Die Struktur aus Verhaltens- und Erlebensstrategien, die Menschen in Kindheit und Jugend herausbilden, um diese mit dauernder Frustration einhergehende Konfrontation eigener Wünsche und fremder Wirklichkeiten zu verarbeiten, heißt Persönlichkeit. Persönlichkeiten bestehen also aus Formen der Aggressionsbewältigung.

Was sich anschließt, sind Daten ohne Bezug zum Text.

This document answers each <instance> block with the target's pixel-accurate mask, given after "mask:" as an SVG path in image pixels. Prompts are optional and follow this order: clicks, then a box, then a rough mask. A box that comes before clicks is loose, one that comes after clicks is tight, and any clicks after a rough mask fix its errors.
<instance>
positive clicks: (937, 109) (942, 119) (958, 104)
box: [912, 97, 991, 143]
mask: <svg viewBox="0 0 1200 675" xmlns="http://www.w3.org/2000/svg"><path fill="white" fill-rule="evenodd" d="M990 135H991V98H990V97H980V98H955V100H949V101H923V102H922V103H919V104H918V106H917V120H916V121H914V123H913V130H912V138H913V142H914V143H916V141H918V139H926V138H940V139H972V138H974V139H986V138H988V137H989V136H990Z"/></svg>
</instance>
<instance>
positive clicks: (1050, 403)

Und damit aus Strategien des Umgangs mit einem schier unlösbaren Problem: dem Versuch, Wunsch und Wirklichkeit, die eigenen Wünsche mit den Wünschen anderer in Übereinstimmung zu bringen.

Genau solche Versuche unternehmen nun auch Gesellschaften. Denn auch Gesellschaften sehen sich wie jeder Einzelne mit dem Problem konfrontiert, Wünsche und Wirklichkeiten, die Bedürfnisse des Einzelnen mit denen anderer Einzelner in Übereinstimmung zu bringen. Politik ist, so gesehen, wesentlich der Versuch, dieses eigentlich unlösbare, paradoxieverdächtige Problem dennoch zu lösen. Aufgabe der Politik ist es, Wünsche und Wirklichkeiten auch da in Übereinstimmung zu bringen, wo sie es nicht sind. Und sich das klarzumachen, mag dazu beitragen, die Frustration manch eines Politikers, aber auch die Unangemessenheit manch einer Politikerschelte besser zu verstehen.

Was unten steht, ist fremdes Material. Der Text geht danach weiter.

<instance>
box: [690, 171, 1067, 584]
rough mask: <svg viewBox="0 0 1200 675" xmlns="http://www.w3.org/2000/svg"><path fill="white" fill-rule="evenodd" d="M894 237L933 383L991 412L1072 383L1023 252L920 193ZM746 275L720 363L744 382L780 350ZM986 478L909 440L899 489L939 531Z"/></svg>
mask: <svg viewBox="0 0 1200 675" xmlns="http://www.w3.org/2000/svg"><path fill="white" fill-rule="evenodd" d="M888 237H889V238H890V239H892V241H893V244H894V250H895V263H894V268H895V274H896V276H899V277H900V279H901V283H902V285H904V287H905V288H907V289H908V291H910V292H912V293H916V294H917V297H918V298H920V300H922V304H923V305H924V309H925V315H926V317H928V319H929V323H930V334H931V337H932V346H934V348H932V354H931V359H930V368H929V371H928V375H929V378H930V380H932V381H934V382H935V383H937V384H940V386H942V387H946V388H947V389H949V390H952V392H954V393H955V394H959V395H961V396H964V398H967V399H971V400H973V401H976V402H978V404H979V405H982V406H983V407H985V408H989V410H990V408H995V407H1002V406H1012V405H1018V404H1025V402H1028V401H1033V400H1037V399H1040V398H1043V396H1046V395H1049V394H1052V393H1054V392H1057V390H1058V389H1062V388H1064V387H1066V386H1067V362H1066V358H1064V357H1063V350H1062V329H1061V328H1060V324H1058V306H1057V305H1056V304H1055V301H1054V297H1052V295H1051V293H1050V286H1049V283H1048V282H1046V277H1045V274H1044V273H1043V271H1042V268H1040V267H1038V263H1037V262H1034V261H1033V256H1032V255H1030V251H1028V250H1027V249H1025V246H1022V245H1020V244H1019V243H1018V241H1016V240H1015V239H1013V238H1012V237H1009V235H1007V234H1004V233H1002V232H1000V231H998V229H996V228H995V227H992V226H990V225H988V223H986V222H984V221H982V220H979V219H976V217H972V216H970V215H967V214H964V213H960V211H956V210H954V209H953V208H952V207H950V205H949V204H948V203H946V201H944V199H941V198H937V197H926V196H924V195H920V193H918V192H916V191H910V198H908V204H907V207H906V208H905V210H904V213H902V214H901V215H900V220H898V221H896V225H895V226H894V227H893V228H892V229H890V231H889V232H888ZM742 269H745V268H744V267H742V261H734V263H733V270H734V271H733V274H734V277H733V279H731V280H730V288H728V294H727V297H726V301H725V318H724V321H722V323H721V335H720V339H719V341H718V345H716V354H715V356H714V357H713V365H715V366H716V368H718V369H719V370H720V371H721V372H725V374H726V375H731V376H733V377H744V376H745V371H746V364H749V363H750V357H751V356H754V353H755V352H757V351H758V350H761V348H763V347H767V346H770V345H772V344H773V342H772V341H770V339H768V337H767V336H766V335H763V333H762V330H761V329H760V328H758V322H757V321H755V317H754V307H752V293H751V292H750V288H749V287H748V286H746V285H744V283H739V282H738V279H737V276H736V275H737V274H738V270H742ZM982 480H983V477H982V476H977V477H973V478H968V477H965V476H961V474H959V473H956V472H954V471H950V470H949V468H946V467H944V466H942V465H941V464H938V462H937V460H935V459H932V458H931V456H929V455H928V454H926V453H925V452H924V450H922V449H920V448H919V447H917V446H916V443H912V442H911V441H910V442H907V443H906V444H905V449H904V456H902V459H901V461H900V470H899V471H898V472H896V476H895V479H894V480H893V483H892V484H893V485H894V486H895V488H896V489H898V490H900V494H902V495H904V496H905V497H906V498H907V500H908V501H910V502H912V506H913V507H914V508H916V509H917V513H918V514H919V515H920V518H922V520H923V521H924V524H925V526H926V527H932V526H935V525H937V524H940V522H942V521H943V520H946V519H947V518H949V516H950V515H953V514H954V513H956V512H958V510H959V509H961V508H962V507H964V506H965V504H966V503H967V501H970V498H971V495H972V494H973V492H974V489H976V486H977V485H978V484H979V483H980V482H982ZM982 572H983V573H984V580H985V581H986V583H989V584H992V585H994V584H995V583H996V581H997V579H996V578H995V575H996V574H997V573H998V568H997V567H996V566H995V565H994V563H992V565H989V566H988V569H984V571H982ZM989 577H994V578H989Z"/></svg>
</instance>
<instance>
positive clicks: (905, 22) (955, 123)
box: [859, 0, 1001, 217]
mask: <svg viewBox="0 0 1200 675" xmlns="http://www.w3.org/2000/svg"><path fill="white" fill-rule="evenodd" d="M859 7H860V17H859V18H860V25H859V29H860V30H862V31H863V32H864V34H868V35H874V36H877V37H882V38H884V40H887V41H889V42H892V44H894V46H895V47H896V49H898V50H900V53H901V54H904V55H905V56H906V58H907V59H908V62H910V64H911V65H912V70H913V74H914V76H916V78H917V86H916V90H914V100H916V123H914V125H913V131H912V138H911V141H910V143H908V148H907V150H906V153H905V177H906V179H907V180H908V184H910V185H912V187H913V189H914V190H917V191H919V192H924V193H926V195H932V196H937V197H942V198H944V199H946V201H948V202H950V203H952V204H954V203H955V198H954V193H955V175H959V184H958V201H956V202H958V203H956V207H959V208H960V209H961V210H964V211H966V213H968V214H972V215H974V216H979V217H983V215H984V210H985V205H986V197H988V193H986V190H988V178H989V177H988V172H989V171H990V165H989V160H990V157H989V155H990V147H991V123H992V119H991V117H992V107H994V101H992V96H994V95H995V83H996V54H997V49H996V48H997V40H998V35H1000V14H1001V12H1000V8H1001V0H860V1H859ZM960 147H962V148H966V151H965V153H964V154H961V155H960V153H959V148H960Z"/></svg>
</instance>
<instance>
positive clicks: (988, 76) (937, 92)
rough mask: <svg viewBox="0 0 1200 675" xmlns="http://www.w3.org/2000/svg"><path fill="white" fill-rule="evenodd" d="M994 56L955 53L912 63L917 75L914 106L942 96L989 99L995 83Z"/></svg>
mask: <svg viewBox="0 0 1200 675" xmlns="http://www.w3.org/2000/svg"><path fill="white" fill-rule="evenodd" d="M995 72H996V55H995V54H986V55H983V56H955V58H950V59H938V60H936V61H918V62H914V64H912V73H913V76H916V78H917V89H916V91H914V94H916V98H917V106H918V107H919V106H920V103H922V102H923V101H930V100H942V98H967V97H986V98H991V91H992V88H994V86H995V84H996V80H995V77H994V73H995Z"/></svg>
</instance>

Kompromissbildungen, wie sie auch das Politische hervorbringt, erzeugen, wie jede Einschränkung oder gar Versagung von Wünschen: Frustration, also Aggression, und zwar eine gegen den Aggressor, gegen die Gesellschaft gerichtete Aggression. Die Kontrolle dieser gegen sie gerichteten, zerstörerischen Aggression ist eines der vorrangigsten Ziele einer jeden Gesellschaft. Dabei stellt sich immer wieder heraus: Das probateste Mittel einer kollektiven Aggressionskontrolle ist die Verdrängung. Wenn Einzelne oder Gruppen ihren Ärger gar nicht spüren, muss die Gesellschaft diesen Ärger auch nicht fürchten. Gesellschaften sind daher immer schon Meister der Verdrängung, Sublimierung und Steuerung aggressiver Impulse.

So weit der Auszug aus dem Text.